がん“ステージ3”が“ステージ4”より不安が強い3つの理由

ノーベル賞を受賞した本庶佑さん
ノーベル賞を受賞した本庶佑さん(C)共同通信社

 オプジーボがあれば、進行がんでも安心……。京都大・本庶佑特別教授のノーベル賞受賞後、こんな声をよく聞いた。

 オプジーボは免疫チェックポイント阻害剤と呼ばれる新しいがん治療薬の一つ。手術、放射線、抗がん剤という従来の3大がん治療に続く、第4のがん治療とも呼ばれる。がん細胞を攻撃する免疫細胞にブレーキをかけるタンパク質「PD-1」の働きを阻害し、免疫細胞の攻撃力を高めてがん細胞を排除する。

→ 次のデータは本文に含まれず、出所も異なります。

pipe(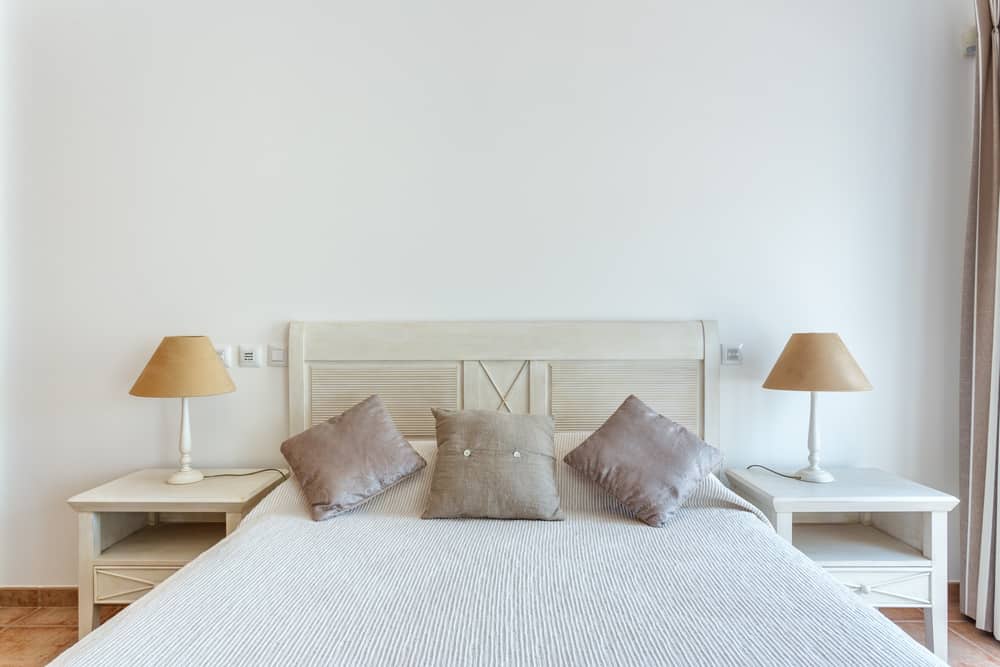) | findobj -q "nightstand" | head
[68,468,282,638]
[726,468,958,660]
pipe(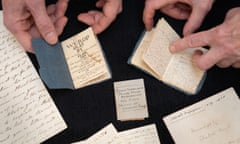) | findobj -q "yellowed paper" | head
[114,79,148,121]
[163,88,240,144]
[0,12,66,144]
[119,124,160,144]
[61,28,111,88]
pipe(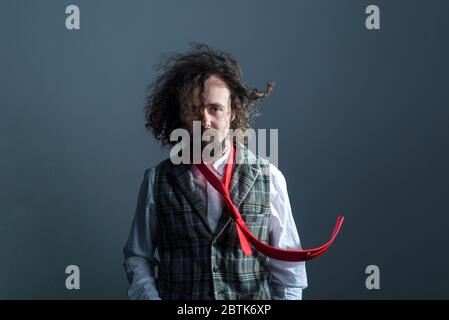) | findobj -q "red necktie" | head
[196,145,344,261]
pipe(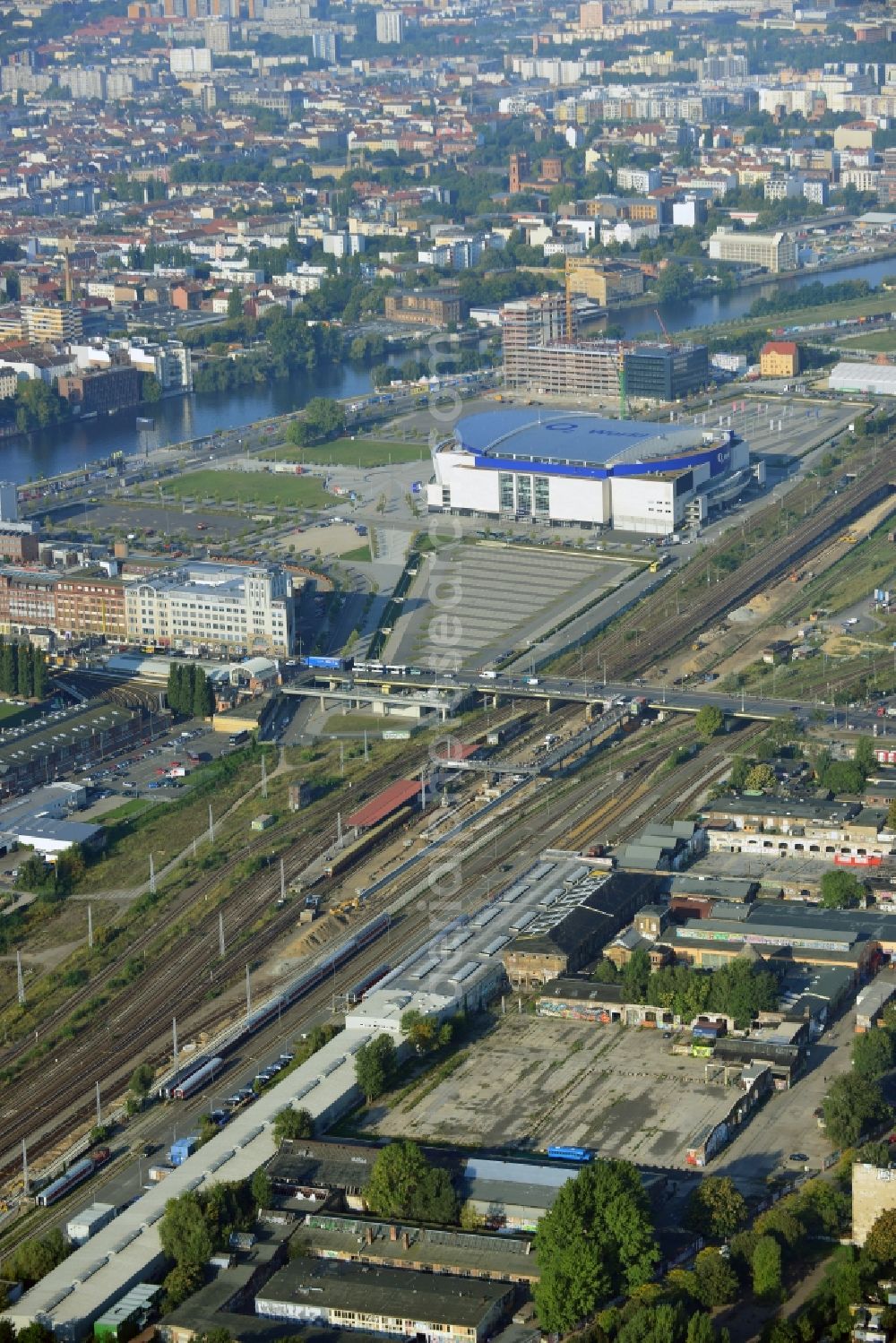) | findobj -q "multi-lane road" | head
[326,669,896,736]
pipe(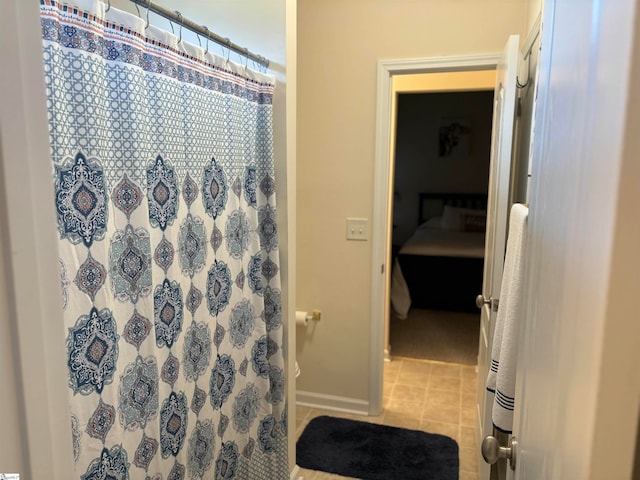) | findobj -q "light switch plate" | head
[347,218,369,240]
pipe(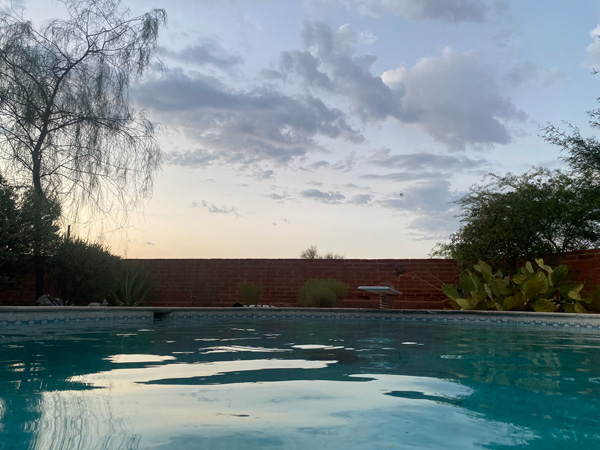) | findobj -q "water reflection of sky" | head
[0,320,600,450]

 オプジーボ以外にも、現在、免疫チェックポイント阻害剤は5種類が認可されている。適用にはステージや治療ラインなどいくつかの条件をクリアしなければならないが、治療の選択肢が限られていた進行がんの患者にとっては、免疫チェックポイント阻害剤の存在が大きな希望になることは間違いないだろう。

 しかしそれゆえに、ステージ4とステージ3で、患者の不安に差が出てきているようだ。

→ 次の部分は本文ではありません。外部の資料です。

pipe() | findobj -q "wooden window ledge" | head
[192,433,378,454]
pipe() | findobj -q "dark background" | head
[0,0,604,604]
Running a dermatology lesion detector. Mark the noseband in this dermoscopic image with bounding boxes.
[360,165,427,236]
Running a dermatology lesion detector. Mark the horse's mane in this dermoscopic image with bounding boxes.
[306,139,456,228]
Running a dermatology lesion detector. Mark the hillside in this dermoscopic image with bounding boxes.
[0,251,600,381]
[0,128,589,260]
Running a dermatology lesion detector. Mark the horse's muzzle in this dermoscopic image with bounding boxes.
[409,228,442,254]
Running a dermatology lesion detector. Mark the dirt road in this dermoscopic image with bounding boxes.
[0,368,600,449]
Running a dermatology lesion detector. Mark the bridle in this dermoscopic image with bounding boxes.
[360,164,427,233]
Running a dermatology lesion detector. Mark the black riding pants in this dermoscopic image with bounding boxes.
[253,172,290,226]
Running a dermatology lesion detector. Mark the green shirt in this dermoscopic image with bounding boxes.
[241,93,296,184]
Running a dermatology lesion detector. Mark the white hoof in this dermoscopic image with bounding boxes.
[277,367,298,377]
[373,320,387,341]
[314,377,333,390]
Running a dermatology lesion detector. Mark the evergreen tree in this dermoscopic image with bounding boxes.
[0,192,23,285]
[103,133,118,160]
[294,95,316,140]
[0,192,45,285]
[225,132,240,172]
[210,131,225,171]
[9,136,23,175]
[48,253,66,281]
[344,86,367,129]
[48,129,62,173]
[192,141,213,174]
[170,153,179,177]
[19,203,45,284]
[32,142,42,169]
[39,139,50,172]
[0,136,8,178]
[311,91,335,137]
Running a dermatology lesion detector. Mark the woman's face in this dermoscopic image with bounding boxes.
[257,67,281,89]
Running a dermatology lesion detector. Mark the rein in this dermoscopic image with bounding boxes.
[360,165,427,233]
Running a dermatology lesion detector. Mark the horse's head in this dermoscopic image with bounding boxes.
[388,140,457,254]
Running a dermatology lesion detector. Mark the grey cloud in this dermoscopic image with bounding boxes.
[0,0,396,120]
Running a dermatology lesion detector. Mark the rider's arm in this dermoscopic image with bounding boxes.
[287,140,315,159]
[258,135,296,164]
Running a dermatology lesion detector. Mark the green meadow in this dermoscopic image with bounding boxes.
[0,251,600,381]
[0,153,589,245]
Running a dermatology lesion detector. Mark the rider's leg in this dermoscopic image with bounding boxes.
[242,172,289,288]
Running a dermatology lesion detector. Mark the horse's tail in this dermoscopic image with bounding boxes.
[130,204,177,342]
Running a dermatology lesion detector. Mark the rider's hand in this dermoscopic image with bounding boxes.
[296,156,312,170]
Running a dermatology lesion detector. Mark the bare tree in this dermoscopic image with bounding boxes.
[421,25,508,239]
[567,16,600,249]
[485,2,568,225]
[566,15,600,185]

 製薬会社「アストラゼネカ」が、国内死亡率上位3つのがん(肺がん、胃がん、大腸がん)のいずれかの診断を過去5年以内に受けた患者計517人に、がんの不安に対するインターネット調査を行った。それによると、ステージ3の患者の方が、ステージ4よりも不安が強かった。

 監修を行った京都府立医科大学呼吸器内科学・高山浩一教授が言う。

「推論だが、ひとつは治療内容がある。薬物療法になるステージ4は大きく分けて、従来の抗がん剤、分子標的薬、免疫チェックポイント阻害剤の3つの薬を使う。分子標的薬や免疫チェックポイント阻害剤は、従来の抗がん剤より副作用が軽く、治療がしやすい」

■医者のスタンスの違いでも差が

 ところがステージ3では、分子標的薬や免疫チェックポイント阻害剤が適用されない場合がほとんどで、一般的に従来の抗がん剤と放射線治療。抗がん剤は副作用が強く、放射線は、たとえば肺がんでは肺だけでなく食道にもダメージを与え、痛みが出てきて食べ物や水分がのみ込みづらくなる。つまり、治療全体の副作用が強い。

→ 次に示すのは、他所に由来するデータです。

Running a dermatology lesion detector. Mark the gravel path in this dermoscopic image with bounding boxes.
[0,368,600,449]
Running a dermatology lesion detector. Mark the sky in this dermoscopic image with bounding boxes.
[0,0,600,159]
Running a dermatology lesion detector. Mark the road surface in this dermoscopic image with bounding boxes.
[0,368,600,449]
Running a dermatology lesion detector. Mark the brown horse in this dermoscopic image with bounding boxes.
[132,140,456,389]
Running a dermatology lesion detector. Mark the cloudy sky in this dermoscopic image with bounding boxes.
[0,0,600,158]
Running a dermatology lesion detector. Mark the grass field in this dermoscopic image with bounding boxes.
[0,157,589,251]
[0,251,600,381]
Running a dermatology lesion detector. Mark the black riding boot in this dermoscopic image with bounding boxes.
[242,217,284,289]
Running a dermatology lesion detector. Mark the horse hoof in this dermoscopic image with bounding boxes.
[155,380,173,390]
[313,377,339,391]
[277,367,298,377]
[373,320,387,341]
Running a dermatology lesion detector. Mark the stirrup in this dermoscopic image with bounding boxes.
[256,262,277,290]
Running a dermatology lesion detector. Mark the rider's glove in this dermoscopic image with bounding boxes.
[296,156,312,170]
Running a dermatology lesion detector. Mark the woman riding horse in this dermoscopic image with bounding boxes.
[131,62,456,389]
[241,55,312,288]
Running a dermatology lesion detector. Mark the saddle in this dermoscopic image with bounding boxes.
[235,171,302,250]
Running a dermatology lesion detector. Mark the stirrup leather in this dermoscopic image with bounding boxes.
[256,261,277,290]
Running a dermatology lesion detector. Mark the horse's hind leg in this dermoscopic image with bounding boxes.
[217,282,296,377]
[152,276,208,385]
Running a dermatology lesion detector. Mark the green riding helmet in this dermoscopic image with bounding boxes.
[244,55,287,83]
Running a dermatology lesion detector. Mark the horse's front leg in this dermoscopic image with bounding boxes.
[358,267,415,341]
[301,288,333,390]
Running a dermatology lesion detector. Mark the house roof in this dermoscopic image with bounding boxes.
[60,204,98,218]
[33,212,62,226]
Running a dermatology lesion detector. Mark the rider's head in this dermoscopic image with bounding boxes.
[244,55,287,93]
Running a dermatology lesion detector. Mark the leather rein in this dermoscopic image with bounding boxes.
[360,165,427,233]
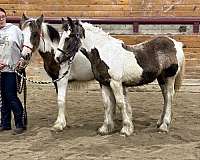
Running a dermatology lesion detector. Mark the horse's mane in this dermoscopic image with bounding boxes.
[46,24,60,42]
[81,22,123,44]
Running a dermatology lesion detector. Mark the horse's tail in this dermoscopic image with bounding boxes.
[174,42,185,91]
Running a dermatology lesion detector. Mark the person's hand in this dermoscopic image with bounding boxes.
[15,58,28,70]
[0,63,6,70]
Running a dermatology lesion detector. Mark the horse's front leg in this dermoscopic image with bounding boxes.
[157,77,175,132]
[110,80,134,136]
[98,85,116,135]
[52,78,68,131]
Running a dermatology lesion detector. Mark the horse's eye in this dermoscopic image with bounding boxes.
[65,37,69,42]
[32,33,37,38]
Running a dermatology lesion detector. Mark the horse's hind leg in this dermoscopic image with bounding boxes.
[98,85,116,135]
[52,78,68,131]
[157,76,175,132]
[110,80,134,136]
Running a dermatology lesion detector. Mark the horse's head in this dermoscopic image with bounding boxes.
[20,14,43,58]
[55,17,85,63]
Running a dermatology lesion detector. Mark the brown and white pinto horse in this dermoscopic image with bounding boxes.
[55,18,184,136]
[21,15,94,131]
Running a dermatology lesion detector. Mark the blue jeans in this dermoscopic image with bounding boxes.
[1,72,24,129]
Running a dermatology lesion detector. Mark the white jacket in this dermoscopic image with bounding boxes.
[0,23,24,72]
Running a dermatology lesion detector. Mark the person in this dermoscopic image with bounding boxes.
[0,8,26,134]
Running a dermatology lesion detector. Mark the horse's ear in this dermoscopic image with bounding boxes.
[61,17,66,24]
[67,17,75,29]
[36,14,44,27]
[19,13,29,28]
[21,13,29,21]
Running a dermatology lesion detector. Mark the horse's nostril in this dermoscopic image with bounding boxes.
[56,57,60,63]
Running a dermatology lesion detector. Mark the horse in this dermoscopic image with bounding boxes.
[20,14,94,131]
[55,17,185,136]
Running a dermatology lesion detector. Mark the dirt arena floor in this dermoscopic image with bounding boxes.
[0,79,200,160]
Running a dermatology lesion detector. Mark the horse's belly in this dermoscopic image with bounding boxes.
[122,56,143,85]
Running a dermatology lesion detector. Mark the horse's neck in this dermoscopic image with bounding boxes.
[38,24,58,53]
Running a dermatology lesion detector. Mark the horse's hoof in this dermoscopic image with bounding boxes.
[50,127,63,132]
[120,126,134,137]
[97,124,114,136]
[158,123,169,133]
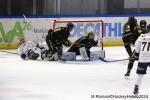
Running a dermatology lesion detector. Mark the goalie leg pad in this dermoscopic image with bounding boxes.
[90,50,105,60]
[79,47,89,60]
[62,52,76,61]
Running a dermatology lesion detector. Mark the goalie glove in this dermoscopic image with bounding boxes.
[64,40,72,47]
[131,52,139,60]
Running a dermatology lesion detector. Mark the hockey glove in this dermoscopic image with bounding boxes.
[131,52,139,60]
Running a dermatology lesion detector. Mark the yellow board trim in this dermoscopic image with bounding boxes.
[0,42,124,49]
[0,44,19,49]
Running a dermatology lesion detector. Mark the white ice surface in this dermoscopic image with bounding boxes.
[0,47,150,100]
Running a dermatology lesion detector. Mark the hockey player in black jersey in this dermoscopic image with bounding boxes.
[46,23,74,59]
[125,20,148,77]
[68,32,97,60]
[122,17,140,57]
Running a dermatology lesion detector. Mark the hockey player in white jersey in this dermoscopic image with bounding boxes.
[133,24,150,94]
[18,38,41,60]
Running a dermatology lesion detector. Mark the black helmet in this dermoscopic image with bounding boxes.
[66,22,74,29]
[140,20,147,28]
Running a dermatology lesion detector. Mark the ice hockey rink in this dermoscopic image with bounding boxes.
[0,46,150,100]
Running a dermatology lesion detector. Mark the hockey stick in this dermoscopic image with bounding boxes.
[0,50,19,55]
[99,57,129,62]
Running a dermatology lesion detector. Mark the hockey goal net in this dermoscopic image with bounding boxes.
[53,20,104,50]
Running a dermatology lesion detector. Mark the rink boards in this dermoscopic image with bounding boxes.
[0,15,150,49]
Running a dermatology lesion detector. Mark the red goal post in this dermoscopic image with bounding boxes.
[53,19,104,50]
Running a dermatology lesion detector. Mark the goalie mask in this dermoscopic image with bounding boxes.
[88,32,95,40]
[140,20,147,29]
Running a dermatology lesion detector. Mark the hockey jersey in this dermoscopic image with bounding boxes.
[18,41,36,54]
[135,33,150,63]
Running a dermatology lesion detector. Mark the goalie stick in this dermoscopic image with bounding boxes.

「医者のスタンスの違いも考えられる。ステージ4は根治できないが、できる限り今の生活を維持できるように考え、医者が手加減しながら治療を行う。しかしステージ3は、数は少ないものの根治の可能性もある。少々副作用が出ても〝患者さん頑張りましょう〟となりがち。治療の毒性が強い上に、医者が手を緩めない。患者さんにはとてもつらい治療時期になり、大きなストレスになるのではないか」(高山教授)

 さらにステージ4は、従来の抗がん剤が効かなければ免疫チェックポイント阻害剤……というように、治療戦略が立てられる。しかしステージ3は、抗がん剤+放射線の初回治療が終わると、無治療で経過観察になる。これでは不安が大きくなるだろう。

 昨年、ステージ3の肺がん(非小細胞肺がん)にも適用とされる日本初の免疫チェックポイント阻害剤が登場。今後は、ステージ3の患者の不安の状況も変わっていくことが期待される。